Relationships are “related to our physical health, our mental health and also our longevity,” Schaefers said. “Put bluntly, isolation is fatal.”

Volunteering and joining exercise classes are ways to make new friends with shared interests, Schaefers said.

Networking — the way people often find new jobs — also can forge post-retirement connections, Dow said.

“Start to shift connections before you retire to people who are happily and successfully retired and try some things in advance,” Dow said.

Use a coach

Some people spend more time planning a vacation than they do their retirement, said Karen Carr, a certified professional retirement coach. Some, but not all, financial planners are also certified retirement coaches.

Carr and others advise working with coaches who have gone through training with certified coaching organizations and who follow ethical standards. They also recommend asking for and checking references.

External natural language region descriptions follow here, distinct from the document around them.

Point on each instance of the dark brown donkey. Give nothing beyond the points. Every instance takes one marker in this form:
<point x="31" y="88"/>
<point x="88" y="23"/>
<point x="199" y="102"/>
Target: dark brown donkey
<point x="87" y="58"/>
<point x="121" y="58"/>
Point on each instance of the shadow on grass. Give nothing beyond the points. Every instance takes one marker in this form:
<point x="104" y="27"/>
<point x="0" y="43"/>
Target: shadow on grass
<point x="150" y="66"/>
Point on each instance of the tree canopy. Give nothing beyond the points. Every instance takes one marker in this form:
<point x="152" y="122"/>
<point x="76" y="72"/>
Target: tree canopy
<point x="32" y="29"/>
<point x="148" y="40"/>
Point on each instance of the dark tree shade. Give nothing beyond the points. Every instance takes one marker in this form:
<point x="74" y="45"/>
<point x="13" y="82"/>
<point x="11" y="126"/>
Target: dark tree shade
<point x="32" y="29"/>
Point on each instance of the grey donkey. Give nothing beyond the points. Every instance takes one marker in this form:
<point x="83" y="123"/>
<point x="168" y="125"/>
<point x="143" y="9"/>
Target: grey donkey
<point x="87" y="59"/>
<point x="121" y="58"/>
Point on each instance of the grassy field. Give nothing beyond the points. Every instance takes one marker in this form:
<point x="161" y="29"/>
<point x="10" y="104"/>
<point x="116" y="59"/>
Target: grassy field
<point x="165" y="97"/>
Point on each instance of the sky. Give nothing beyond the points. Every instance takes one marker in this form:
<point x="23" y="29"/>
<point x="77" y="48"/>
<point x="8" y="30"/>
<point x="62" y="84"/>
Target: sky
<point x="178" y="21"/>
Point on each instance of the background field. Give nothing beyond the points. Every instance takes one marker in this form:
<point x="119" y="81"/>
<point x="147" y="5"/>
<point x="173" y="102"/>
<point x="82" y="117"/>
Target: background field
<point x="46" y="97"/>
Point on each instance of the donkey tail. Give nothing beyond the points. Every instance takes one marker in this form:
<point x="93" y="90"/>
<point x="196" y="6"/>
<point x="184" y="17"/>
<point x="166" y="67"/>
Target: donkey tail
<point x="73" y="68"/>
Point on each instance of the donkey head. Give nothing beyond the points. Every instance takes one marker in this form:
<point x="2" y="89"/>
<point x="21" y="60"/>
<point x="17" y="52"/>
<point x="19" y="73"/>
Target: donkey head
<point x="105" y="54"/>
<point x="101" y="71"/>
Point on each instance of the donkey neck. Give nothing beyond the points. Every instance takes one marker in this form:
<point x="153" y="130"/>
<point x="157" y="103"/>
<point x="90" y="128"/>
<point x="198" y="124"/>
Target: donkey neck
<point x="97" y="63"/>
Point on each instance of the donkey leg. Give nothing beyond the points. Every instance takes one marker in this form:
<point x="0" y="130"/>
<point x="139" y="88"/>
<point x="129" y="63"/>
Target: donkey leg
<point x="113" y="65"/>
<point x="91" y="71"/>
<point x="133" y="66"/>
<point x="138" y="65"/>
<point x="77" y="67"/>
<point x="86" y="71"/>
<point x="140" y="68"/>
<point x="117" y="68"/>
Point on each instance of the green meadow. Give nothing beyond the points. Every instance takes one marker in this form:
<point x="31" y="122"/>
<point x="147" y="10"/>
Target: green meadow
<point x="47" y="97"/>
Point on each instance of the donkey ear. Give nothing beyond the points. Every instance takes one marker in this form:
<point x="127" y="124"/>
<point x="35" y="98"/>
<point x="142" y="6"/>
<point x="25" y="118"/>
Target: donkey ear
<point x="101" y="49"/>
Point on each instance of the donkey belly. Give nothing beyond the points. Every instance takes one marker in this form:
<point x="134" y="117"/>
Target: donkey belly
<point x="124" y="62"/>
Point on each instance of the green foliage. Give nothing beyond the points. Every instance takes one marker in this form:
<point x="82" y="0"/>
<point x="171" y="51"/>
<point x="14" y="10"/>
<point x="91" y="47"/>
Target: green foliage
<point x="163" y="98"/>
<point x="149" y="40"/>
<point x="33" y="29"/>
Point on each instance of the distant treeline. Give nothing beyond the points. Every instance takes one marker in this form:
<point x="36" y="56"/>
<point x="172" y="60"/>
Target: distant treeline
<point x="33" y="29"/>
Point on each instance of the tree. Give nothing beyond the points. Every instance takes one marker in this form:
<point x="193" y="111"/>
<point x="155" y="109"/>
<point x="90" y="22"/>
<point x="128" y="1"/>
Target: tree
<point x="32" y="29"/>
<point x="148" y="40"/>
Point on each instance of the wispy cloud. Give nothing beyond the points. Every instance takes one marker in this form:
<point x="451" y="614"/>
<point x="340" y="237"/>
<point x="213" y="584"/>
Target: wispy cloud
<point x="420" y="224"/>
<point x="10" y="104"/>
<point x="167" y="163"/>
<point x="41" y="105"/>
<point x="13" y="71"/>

A retirement coach finds out what’s important to a client, encourages pursuing related activities before retiring and revisits priorities with them as time goes on, Carr said.

“It’s kind of like career-planning for yourself, your career as a retired [person],” Carr said. “It’s also a matter of holding someone accountable because they want to be held accountable. Most people like and thrive on a routine or structure, and in retirement, we have to create our own.”

Ruth Tongen, certified professional retirement coach, said coaches with such certification have more training about the nonfinancial aspects of retirement to go along with their coaching skills.

“It’s just somebody to dream with,” Tongen said. “I love this work because I am so passionate about the opportunity that this part of life brings.”